Qwen 3.6 27B achieves 34 tokens per second on a MacBook Pro M5 Max with 64GB RAM. The inference runs locally via atomic.chat at a 90% acceptance rate, per @rohanpaul_ai.
Key facts
- Qwen 3.6 27B runs at 34 tok/s on M5 Max 64GB.
- 90% acceptance rate in atomic.chat local inference.
- M5 Max uses 64GB unified memory for full model fit.
- Model likely uses 4-bit or 8-bit quantization.
- Benchmark shared by @rohanpaul_ai on X.
The Qwen 3.6 27B model, developed by Alibaba's Qwen team, now runs at 34 tokens per second on Apple's latest M5 Max chip with 64GB of unified memory. The benchmark, shared by AI researcher Rohan Paul, shows the model operating locally through the atomic.chat application with a 90% acceptance rate.

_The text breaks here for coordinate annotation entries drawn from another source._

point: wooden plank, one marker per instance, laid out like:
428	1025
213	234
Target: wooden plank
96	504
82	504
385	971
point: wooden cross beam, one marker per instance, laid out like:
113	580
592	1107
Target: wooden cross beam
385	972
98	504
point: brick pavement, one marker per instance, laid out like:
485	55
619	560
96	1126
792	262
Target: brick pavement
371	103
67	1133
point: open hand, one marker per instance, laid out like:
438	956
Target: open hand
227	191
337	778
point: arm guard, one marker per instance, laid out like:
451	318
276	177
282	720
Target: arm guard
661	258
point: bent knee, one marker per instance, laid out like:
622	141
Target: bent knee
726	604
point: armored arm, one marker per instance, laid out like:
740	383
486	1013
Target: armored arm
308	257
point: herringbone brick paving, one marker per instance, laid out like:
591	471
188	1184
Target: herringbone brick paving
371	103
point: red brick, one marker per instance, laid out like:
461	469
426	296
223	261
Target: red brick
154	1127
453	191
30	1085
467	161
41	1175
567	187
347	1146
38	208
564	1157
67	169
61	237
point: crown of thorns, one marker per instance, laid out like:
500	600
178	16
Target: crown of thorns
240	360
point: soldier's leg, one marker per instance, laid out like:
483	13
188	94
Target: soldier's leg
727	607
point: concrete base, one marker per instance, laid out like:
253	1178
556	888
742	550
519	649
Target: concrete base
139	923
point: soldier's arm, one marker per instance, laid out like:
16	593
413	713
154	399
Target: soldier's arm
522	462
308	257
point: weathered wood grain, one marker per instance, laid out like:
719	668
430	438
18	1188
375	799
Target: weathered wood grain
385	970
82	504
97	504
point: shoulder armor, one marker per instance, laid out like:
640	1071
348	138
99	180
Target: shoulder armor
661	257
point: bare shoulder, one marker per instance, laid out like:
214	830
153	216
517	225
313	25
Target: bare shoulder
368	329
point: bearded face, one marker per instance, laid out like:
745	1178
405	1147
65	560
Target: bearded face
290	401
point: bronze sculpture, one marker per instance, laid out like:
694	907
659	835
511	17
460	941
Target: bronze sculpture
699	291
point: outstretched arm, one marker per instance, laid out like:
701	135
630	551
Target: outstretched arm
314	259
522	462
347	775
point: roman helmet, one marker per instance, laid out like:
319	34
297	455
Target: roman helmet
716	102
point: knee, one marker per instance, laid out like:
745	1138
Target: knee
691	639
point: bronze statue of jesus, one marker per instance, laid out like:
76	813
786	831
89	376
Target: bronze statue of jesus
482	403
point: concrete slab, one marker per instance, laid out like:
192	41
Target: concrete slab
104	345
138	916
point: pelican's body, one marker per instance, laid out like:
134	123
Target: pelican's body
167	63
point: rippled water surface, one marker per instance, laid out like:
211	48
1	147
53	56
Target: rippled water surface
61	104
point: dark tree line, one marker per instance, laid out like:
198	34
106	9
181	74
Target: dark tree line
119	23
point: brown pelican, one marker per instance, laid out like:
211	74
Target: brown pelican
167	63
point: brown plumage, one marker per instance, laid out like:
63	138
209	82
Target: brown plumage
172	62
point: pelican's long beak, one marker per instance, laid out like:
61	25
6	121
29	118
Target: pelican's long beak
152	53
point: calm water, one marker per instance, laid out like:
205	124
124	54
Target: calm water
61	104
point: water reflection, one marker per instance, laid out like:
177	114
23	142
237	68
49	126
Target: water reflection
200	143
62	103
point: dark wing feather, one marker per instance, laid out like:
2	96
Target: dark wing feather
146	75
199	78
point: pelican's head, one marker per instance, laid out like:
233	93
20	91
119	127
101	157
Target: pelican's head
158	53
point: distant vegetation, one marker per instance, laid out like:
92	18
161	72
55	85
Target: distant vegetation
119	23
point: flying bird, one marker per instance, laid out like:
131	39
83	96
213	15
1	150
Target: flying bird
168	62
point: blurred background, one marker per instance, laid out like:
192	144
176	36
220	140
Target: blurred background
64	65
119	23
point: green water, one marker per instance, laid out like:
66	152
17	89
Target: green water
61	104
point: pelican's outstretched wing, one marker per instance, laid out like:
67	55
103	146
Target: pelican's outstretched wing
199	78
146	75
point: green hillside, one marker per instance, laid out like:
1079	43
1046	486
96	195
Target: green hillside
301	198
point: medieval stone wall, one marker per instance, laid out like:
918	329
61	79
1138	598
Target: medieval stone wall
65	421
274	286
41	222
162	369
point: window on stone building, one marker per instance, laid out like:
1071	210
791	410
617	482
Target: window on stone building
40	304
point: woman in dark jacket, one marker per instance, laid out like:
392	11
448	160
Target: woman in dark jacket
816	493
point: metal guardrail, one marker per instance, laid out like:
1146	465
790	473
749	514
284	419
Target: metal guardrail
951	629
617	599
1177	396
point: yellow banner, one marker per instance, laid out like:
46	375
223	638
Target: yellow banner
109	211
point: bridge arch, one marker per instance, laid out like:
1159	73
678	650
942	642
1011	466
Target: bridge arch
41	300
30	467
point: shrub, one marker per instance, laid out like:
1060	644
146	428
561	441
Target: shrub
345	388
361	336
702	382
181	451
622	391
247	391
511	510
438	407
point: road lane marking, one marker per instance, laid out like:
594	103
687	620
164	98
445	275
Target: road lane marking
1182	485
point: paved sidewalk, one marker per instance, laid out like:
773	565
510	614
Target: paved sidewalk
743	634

This performance metric is significant because it demonstrates that a 27-billion-parameter model can deliver near-real-time inference on consumer laptop hardware. For context, the M5 Max's 64GB unified memory allows the entire model to fit in RAM, avoiding the latency penalties of swapping to slower storage. The 90% acceptance rate suggests the speculative decoding or draft-model pipeline is well-tuned, as low acceptance rates would throttle effective throughput.

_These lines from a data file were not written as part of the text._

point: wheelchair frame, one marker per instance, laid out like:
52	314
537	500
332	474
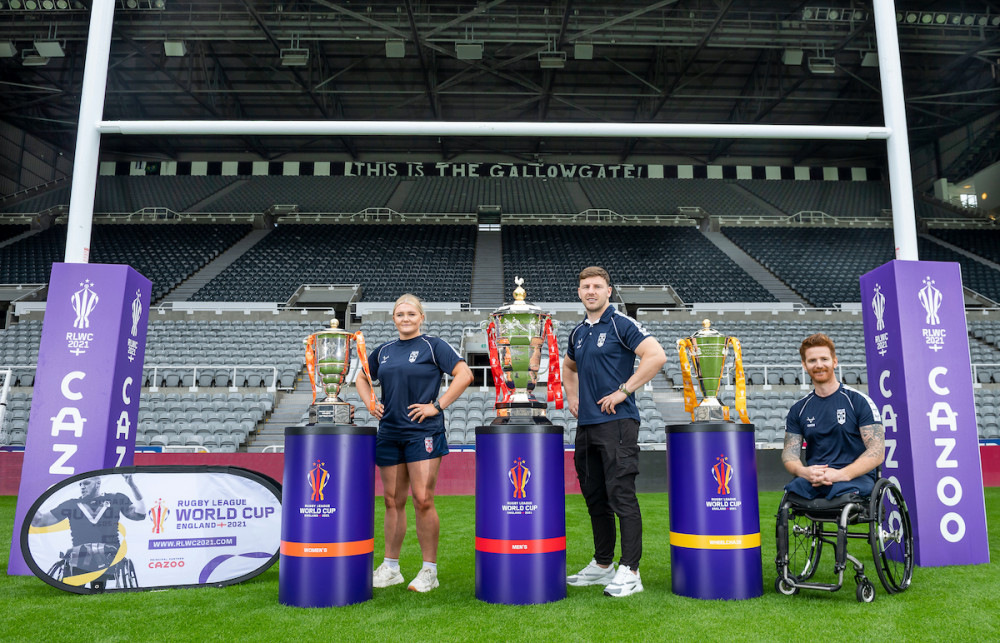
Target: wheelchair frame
800	534
122	573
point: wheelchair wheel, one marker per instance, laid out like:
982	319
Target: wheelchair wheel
891	537
804	545
865	593
783	587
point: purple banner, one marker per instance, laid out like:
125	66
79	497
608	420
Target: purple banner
920	376
86	395
520	514
328	516
714	512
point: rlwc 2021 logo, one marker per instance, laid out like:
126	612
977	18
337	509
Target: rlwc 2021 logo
158	515
722	471
519	475
318	479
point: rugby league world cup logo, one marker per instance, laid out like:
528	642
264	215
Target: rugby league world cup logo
518	476
136	312
878	306
723	473
930	299
158	515
84	301
318	477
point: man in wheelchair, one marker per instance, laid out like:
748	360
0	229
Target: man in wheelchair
837	484
93	523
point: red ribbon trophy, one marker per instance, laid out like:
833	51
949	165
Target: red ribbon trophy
328	360
515	335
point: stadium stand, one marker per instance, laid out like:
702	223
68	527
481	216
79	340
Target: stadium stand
836	198
309	193
665	196
164	253
466	194
433	262
552	256
821	264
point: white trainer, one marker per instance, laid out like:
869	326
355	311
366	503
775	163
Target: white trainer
592	574
425	581
386	576
625	583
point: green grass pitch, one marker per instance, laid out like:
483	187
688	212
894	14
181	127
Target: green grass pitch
943	603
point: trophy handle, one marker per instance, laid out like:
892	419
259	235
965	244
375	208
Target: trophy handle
499	383
372	401
311	362
740	380
555	375
690	397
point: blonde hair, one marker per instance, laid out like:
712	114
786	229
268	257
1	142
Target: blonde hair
411	299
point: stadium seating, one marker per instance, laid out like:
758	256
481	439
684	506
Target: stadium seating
665	196
433	262
466	194
549	258
164	253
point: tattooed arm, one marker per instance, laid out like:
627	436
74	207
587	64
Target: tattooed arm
873	435
791	458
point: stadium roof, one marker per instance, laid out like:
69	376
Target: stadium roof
671	61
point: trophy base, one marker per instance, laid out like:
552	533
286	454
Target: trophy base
331	413
521	413
710	413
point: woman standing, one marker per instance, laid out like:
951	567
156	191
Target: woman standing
411	436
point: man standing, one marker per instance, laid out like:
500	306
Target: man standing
842	429
600	377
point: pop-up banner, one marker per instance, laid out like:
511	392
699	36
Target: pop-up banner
141	528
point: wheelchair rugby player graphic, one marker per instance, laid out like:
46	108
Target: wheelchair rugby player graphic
97	554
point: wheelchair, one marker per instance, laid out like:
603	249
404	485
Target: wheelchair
91	557
801	533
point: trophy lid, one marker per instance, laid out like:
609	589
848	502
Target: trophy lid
706	330
519	305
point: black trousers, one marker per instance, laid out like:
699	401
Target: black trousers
607	461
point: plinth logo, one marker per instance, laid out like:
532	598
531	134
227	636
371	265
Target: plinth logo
723	473
136	312
878	307
318	477
519	476
158	515
930	299
84	301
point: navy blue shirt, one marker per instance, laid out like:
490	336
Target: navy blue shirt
410	373
830	425
604	353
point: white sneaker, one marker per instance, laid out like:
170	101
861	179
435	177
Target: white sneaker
386	576
425	581
592	574
625	583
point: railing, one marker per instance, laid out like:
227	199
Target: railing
155	386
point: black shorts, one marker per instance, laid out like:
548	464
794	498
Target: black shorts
390	452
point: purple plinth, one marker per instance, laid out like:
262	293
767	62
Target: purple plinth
714	513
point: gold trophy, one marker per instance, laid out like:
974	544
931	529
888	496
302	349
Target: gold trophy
708	348
515	335
328	361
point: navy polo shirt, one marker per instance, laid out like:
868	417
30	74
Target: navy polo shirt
410	373
604	353
830	425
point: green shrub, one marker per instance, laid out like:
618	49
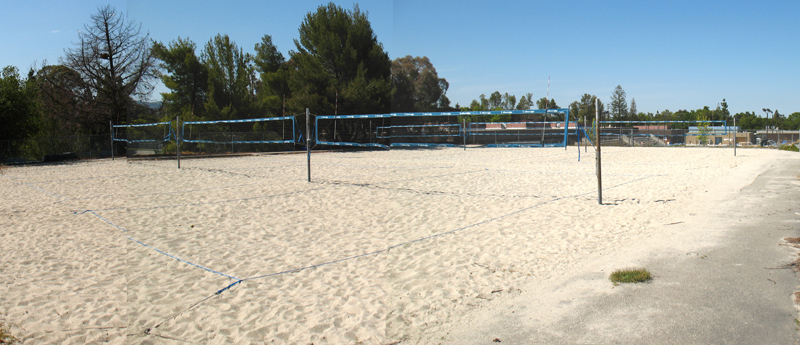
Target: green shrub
630	275
5	336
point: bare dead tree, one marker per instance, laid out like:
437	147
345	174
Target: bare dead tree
115	60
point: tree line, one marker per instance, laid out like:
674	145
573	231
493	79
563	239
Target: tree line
618	110
337	65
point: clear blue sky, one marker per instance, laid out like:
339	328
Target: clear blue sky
665	54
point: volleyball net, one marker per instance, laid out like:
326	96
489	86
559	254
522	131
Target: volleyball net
436	129
244	135
145	138
666	133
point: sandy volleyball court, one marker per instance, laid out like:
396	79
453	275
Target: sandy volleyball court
380	247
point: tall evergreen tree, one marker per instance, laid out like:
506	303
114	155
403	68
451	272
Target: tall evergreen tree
230	79
274	74
18	108
618	105
186	77
338	52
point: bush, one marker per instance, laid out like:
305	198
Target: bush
5	336
630	275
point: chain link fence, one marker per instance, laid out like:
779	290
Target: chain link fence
56	148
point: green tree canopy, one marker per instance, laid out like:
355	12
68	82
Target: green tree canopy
585	108
230	80
618	106
274	77
18	107
186	77
338	52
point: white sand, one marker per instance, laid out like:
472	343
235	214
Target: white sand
508	220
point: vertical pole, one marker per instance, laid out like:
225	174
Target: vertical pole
597	139
111	127
308	143
178	139
734	136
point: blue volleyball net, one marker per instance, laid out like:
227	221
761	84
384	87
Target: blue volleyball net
483	128
666	133
244	135
145	138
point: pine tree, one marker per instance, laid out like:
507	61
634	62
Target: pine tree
619	106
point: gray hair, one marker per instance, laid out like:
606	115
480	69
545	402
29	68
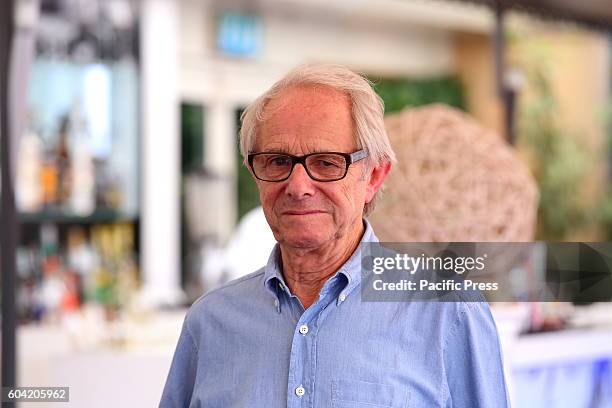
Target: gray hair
367	111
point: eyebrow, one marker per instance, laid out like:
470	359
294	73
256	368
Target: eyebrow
285	151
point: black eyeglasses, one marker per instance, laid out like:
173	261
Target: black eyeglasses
328	166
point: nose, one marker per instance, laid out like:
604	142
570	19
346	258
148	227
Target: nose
299	183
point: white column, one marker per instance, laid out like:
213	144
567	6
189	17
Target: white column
160	160
220	157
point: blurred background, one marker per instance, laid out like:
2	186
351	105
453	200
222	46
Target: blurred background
132	200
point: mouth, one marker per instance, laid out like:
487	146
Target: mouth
308	212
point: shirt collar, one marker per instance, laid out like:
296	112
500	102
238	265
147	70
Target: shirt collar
351	269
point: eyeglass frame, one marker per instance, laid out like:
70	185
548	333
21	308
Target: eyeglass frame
350	158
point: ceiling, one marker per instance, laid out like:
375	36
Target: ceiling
593	13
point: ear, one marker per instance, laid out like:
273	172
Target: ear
376	177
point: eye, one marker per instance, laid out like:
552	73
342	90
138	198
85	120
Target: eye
279	161
325	163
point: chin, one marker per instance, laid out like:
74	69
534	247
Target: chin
303	239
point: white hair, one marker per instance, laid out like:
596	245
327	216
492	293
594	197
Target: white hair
367	111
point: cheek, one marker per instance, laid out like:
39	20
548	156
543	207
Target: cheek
350	196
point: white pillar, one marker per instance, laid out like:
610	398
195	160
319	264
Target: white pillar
160	160
220	157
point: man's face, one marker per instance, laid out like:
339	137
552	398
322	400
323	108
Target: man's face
302	212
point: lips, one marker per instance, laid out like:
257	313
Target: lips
302	212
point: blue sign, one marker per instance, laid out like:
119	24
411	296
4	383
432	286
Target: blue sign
239	34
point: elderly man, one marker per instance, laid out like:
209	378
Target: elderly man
296	333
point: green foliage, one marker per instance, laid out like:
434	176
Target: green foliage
558	161
400	93
604	212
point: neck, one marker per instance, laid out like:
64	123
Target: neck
307	269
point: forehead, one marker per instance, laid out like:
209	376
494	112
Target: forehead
305	119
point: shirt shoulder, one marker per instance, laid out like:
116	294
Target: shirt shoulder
237	293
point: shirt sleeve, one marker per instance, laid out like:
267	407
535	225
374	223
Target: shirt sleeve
179	384
473	360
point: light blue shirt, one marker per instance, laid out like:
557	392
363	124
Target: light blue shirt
250	343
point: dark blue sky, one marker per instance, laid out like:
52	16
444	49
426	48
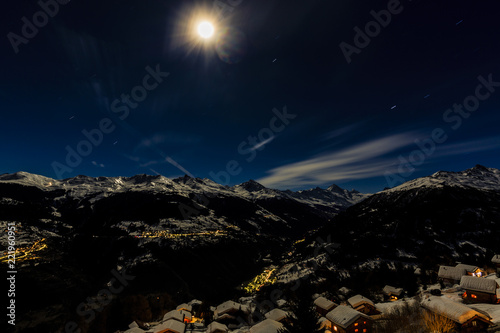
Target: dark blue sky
350	123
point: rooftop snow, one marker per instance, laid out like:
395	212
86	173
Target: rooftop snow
455	311
478	284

Why this matters beyond the tweet
The unique angle here is that Apple's M-series silicon is closing the gap with dedicated AI accelerators from NVIDIA and AMD. While NVIDIA's RTX 4090 can push 40+ tok/s on smaller models, the M5 Max achieves comparable performance on a 27B model using unified memory and Apple's Neural Engine. This makes local AI inference viable for developers and researchers who need privacy or offline capability, without requiring a $3,000+ GPU workstation.
Technical considerations
The company did not disclose whether this uses quantization, but 34 tok/s at 27B parameter count implies aggressive compression—likely 4-bit or 8-bit quantization via MLX or similar frameworks. The atomic.chat app, which wraps llama.cpp or similar inference engines, handles the model loading and token generation. The 90% acceptance rate is particularly impressive for a 27B model, as larger models typically see acceptance rates drop below 80% due to distribution mismatch between draft and target models.

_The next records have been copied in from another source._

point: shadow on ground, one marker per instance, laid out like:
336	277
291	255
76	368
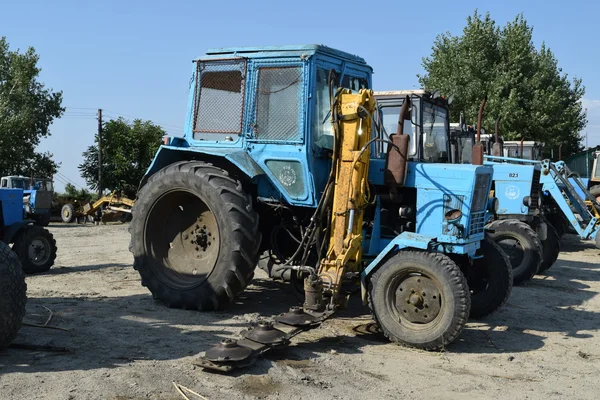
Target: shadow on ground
107	332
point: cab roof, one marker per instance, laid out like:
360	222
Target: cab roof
280	51
399	93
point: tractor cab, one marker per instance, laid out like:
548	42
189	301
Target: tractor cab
427	128
38	194
15	182
266	112
525	149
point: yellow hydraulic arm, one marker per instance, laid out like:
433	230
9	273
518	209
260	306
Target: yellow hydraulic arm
350	196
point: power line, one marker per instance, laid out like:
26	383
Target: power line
129	116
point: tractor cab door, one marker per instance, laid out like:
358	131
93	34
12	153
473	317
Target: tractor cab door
387	117
595	176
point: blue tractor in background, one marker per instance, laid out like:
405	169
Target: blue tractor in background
544	194
13	289
519	225
34	245
283	155
38	195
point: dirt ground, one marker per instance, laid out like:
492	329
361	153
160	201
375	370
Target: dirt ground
545	344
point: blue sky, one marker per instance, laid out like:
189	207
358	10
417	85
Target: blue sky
134	57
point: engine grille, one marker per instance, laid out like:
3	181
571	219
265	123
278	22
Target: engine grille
481	193
477	222
479	203
536	189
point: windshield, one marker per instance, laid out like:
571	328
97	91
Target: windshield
42	184
435	131
321	121
464	150
390	116
20	183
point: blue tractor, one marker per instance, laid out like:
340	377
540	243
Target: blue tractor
38	195
544	194
13	289
34	245
282	155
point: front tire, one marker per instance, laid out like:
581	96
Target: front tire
490	279
36	248
522	246
67	213
43	220
420	299
551	247
13	295
194	236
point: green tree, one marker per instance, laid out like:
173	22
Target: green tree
27	108
127	151
524	85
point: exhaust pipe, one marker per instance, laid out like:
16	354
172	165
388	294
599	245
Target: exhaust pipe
522	140
560	152
396	161
478	147
497	148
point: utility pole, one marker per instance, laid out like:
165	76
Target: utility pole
100	189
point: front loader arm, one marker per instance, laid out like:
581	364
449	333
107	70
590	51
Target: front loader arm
353	129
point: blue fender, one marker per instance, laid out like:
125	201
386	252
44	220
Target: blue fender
11	231
167	155
403	241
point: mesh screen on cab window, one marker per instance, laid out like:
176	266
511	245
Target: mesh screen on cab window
220	96
278	104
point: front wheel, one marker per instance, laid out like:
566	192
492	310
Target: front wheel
13	295
490	279
420	299
43	220
67	213
551	248
36	248
194	236
521	243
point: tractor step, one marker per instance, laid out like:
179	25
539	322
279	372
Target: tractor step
265	335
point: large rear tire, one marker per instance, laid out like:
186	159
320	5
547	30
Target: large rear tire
559	224
522	245
551	248
595	191
490	279
36	248
13	295
420	299
194	236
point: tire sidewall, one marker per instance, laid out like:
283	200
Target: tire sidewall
414	261
199	187
529	243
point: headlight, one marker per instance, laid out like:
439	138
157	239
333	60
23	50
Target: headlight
453	216
493	205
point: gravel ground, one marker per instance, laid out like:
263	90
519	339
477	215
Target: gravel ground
544	344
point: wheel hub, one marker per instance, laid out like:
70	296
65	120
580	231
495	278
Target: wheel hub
38	251
513	249
418	299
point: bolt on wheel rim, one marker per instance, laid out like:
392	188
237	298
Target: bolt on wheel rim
418	299
39	251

What this means for the ecosystem
This benchmark, if reproducible, positions the M5 Max as a credible platform for local LLM deployment. It challenges the assumption that high-performance inference requires cloud GPUs. For enterprises deploying edge AI, this could reduce latency and cost while improving data privacy. However, the single data point from a social media post needs independent verification—watch for official Apple benchmarks or third-party reproductions.
What to watch
Watch for Apple to publish official MLX benchmarks for the M5 Max GPU cores in the coming weeks, and for third-party reproductions on GitHub that confirm or refute the 34 tok/s figure. Also track whether Qwen releases an official MLX-optimized checkpoint for the 3.6 series.